ACT itself reports that 72% of its test-takers fall short of at least one of its college-readiness benchmarks, which confirms the widespread underpreparedness reported by other sources. And indeed, ACT’s 2016 National Curriculum Survey reveals wide disjunctures between high school teaching and college expectations, which may have something to do with why students aren’t better prepared.

But ironically, by pointing out these disjunctures, ACT’s Survey raises questions about the validity of the ACT exam itself. The ACT is a test that straddles the space between high school and college, claiming to be both reflective of high school curricula and a measure of college readiness. But if ACT’s own Survey reveals that high school curricula do not align with college expectations, how can ACT validly claim that its exam measures both?

Tests are all about validity. Their value and utility depend upon them actually measuring what they purport to measure. If a test does not actually assess what it purports to, then it’s not a valid test, and any inferences made based on its results are faulty — inferences such as “this kid has been taught the skills needed for college success but hasn’t learned them very well.”

The two claims ACT, Inc. makes about the ACT test are at odds with each other, which calls into question the test’s validity. The claim that the test is “curriculum based” rests on Survey results, which ACT says serve as empirical evidence upon which it decides how to build the test. In this way, according to ACT, the test reflects what is being taught in high schools — an important claim, since testing kids on things they haven’t been taught doesn’t tell anyone much about their abilities.

ACT also, of course, claims that the test is a measure of college readiness. Through the Survey, it gathers an understanding of what college instructors expect from entering students. This understanding is reflected in ACT’s College and Career Readiness Standards, a set of “descriptions of the essential skills and knowledge students need to become ready for college and career.”

According to ACT, the Standards are validated by the Survey in a process that “ensures that our assessments always measure not only what is being taught in schools around the country, but also what demonstrably matters most for college and career readiness.”

But if what students learn in high school and what is expected of them in college don’t square up, as is suggested by their National Curriculum Survey and other research, how can ACT measure both with a single test?

According to a 2015 white paper, “ACT first identifies what postsecondary faculty, including instructors of entry-level college and workforce training courses, expect of their entering students — that is, the knowledge and skills students need to be ready for entry-level postsecondary courses and jobs. ACT then compares these expectations to what is really happening in elementary, middle, and high school classrooms. ACT uses the results of these comparisons to determine the skills and knowledge that should be measured on ACT assessments and to guide its test blueprints.”

The company does not explain how this process of comparison works, but it implies that they identify a subset of knowledge and skills that fall into both camps, then simply test kids on that.

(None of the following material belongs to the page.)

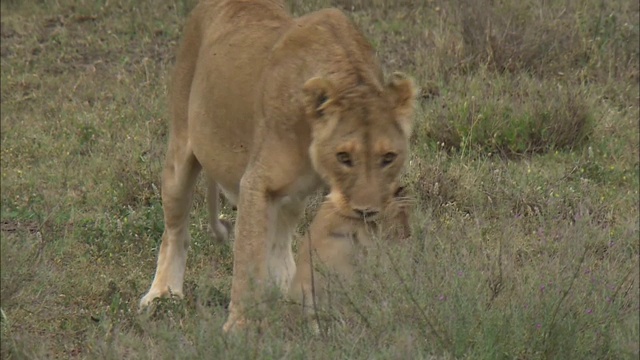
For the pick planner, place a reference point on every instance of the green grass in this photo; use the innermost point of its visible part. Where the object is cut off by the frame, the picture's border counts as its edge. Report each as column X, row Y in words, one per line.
column 524, row 168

To feel confident in this process, we would need to be certain that the subset is sufficient in size and scope to support the dual claims. That is, we would need to know what lies outside the overlap slice, as well as what lies within. What is being taught in high school that does not appear on the test because it is not a college-ready expectation? Likewise, what college-ready expectations do not appear on the test because they are not being taught in high school?

Once we knew those things, then we could validate the ACT by answering this question: Is the overlap slice sufficient to support both the claim that the test measures what is being taught in high school and the claim that it measures college readiness?

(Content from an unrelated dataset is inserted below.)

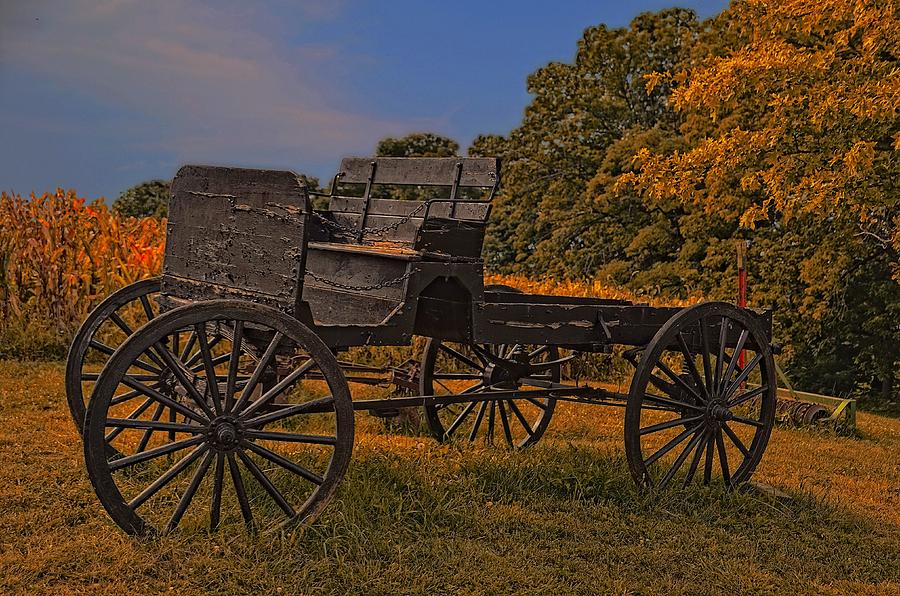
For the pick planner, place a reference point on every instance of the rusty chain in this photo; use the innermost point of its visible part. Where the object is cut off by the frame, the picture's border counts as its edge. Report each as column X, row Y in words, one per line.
column 384, row 284
column 379, row 231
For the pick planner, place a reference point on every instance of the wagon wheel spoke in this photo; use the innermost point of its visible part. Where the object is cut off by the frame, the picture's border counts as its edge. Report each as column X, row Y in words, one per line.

In other words, is there enough of the high school curriculum on the test to justify calling it a valid measure of high school achievement? And are there, at the same time, enough college expectations on the test to justify calling it a valid measure of college readiness?

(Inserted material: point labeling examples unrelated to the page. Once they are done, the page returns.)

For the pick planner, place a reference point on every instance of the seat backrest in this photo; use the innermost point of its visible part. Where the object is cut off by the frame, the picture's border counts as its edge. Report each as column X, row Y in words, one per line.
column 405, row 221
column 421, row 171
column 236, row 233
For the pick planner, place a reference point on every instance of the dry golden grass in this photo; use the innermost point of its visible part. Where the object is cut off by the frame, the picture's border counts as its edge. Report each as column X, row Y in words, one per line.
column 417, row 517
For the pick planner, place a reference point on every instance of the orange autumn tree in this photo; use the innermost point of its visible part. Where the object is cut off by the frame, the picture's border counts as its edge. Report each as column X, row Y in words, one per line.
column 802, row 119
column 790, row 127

ACT doesn’t attempt to answer these questions. As far as the ACT is concerned, if you demonstrate proficiency on the test, then ipso facto you’ve both mastered your high school curriculum and are ready for college, because the claims they make for the test require that the two constructs be identical.

What if you don’t do so well on the test? Is it because you haven’t learned well enough what you’ve been taught? Or because you haven’t been taught what you’re being tested on?

The ACT simply doesn’t allow for the second possibility.

In point of fact, if high schools were teaching certain essential college-ready skills — how to revise your work in response to feedback, for example — a conventional standardized test like the ACT would never be able to detect it, because it cannot provide for test-takers opportunities to do the kind of authentic, extended, or collaborative intellectual work that will be required of them in college.

As mentioned, plenty of research demonstrates that there is a significant difference between high school learning and college expectations, suggesting that any overlap might not be very robust. According to a six-year national study on college readiness from Stanford, “coursework between high school and college is not connected; students graduate from high school under one set of standards and, three months later, are required to meet a whole new set of standards in college.”

ACT’s own research confirms this. Two things jump out from the 2016 National Curriculum Survey results. First, as we can see from the table below, in many cases the Survey does not ask high school teachers and college instructors the same questions, so there is not much opportunity for determining where high school teaching lines up, or not, with college expectations. The Survey doesn’t look like a very good tool for comparing high school teaching to college expectations in Writing, for example.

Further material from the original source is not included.